Ungarnflüchtling und ETH-Absolvent: Drei Erfolgsgeschichten

Ungarnflüchtling und ETH-Absolvent: Das sind zwei der Gemeinsamkeiten von Gabor Hirsch, János Rétey und Josef Studinka. Ebenfalls gemeinsam ist ihnen, dass sie allen Widrigkeiten zum Trotz beeindruckende Karrieren als Ingenieur, Professor bzw. Erfinder machten. Doch wie verlief ihr Start in der Schweiz und ihr Studium an der ETH? Dazu geben verschiedene Quellen, die erst kürzlich durch das hochschulinterne Projekt FErETH benutzbar gemacht wurden, überraschend detailliert Auskunft.

Gabor Hirsch

Gabor Hirsch kam in Folge der Repressionen nach dem Ungarn-Aufstand im Winter 1956 in die Schweiz. Zuvor hatte er eine dreijährige Ausbildung an der Technischen Lehrerbildungs-Hochschule absolviert und nach bestandener Aufnahmeprüfung sein Studium als Elektrotechniker an der Technischen Universität Budapest aufgenommen.
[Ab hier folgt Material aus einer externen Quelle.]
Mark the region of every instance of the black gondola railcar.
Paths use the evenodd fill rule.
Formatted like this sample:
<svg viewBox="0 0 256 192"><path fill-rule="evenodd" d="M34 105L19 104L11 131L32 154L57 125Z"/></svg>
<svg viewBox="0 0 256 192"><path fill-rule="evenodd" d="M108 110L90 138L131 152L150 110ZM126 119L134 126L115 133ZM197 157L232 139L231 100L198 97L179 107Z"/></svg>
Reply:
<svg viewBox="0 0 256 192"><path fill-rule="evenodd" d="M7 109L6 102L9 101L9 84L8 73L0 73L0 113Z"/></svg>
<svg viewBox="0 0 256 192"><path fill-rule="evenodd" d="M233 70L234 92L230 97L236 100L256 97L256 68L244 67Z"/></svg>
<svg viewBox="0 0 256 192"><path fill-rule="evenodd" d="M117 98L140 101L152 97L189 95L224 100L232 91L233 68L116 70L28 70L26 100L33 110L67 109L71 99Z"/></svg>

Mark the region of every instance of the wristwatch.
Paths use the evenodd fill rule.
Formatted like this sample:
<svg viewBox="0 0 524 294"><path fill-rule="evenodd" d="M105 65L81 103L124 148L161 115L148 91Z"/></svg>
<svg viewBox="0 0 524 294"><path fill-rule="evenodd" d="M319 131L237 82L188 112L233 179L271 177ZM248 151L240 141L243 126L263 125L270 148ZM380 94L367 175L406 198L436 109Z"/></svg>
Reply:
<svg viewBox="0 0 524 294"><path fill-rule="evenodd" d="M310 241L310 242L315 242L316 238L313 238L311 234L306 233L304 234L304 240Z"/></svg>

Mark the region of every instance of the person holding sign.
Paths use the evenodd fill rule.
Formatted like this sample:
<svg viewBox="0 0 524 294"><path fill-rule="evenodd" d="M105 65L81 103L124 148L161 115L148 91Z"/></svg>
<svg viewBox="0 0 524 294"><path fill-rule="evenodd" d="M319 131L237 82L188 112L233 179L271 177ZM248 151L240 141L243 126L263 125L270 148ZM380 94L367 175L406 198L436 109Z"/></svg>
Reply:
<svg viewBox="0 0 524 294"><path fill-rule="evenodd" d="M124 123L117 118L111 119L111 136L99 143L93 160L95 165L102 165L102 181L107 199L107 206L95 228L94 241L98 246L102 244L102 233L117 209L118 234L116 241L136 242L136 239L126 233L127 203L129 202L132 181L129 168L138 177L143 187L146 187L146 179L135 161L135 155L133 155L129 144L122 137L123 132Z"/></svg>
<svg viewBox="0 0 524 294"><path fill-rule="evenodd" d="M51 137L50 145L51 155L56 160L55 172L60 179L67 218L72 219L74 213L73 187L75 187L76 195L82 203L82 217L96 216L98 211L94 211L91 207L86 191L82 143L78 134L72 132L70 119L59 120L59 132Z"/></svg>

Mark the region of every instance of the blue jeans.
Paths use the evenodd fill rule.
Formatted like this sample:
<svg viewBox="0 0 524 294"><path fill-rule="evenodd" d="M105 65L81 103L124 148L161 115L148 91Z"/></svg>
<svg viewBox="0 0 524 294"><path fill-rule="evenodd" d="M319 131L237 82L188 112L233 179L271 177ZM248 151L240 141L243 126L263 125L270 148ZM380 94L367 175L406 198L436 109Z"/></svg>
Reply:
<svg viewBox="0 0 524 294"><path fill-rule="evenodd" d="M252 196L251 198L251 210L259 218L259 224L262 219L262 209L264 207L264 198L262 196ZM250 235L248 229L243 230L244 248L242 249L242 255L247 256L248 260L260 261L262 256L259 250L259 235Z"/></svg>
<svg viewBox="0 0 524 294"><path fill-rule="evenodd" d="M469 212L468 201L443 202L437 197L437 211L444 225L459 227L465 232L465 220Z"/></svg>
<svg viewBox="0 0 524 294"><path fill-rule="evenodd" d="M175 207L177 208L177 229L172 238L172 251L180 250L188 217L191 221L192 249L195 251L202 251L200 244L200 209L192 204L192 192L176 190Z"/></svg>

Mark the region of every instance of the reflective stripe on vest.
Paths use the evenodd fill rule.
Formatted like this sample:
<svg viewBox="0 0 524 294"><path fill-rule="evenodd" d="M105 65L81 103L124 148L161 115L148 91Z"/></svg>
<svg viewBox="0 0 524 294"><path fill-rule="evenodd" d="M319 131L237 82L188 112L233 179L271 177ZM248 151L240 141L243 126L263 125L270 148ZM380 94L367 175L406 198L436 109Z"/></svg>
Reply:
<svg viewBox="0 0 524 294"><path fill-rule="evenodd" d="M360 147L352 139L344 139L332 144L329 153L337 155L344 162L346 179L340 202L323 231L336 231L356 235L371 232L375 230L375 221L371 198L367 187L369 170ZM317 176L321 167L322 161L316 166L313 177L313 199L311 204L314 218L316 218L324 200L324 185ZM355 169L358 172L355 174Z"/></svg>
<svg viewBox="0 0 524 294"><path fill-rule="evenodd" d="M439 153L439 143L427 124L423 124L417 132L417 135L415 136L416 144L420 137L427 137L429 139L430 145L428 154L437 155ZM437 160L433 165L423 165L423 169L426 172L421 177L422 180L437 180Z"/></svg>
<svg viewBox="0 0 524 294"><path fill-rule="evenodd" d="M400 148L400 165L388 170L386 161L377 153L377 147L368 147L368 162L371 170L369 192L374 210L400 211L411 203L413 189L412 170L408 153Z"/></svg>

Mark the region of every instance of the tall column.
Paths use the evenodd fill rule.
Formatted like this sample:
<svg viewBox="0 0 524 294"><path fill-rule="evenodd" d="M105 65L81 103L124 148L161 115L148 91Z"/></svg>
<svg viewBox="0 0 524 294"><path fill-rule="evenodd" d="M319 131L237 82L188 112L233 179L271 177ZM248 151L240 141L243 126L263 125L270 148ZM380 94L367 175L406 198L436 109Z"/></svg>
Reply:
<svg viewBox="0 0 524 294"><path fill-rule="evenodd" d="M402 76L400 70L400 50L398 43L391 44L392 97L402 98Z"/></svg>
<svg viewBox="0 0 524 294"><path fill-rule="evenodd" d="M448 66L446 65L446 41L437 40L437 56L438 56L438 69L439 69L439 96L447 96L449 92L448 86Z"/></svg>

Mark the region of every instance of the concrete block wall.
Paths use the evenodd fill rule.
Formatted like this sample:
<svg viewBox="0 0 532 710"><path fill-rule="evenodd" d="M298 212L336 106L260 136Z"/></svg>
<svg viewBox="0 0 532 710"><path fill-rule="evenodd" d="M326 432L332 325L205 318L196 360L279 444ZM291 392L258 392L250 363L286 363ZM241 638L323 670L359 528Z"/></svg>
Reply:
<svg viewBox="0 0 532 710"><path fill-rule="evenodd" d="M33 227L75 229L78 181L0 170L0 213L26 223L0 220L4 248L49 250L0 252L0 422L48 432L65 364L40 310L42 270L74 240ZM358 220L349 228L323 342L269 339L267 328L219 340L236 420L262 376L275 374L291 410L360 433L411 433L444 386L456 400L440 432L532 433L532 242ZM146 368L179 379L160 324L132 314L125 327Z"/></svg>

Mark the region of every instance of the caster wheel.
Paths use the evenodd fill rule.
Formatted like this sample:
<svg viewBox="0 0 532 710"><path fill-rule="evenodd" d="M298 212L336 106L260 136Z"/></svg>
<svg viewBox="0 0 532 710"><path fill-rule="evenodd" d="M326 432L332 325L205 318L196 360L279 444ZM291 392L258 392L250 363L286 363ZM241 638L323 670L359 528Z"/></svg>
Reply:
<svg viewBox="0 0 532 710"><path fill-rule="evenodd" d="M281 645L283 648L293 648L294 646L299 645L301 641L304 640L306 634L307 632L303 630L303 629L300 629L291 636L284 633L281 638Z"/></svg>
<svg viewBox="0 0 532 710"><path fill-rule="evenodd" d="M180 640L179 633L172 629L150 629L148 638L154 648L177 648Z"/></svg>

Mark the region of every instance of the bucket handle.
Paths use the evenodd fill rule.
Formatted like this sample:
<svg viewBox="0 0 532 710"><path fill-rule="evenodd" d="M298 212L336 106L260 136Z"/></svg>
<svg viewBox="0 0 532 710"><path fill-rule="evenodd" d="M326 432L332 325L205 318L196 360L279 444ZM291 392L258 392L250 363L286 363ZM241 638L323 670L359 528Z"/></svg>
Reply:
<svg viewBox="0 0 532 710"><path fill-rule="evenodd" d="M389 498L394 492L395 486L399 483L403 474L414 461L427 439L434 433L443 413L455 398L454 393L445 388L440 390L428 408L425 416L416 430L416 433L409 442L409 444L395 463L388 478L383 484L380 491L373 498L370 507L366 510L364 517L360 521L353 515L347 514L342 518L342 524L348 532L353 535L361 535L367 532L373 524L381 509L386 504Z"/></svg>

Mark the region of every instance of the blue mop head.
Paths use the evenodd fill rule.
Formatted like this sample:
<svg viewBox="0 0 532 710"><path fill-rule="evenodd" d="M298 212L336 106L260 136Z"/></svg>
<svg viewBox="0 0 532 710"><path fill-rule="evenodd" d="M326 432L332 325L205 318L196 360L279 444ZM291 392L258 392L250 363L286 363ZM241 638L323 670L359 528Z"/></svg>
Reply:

Dieses musste er im Oktober 1956 jäh abbrechen. Ausser einigen Diplomzeugnissen und Sprachkenntnissen von «etwas Deutsch, etwas Englisch» (Matrikel) hatte Gabor Hirsch nach seiner Flucht in die Schweiz nichts vorzuweisen. Bereits am 13. Dezember 1956 wandte er sich in einem Brief an das Studentenbüro der ETH und bat um finanzielle Hilfe, um das Studium hier fortsetzen zu können.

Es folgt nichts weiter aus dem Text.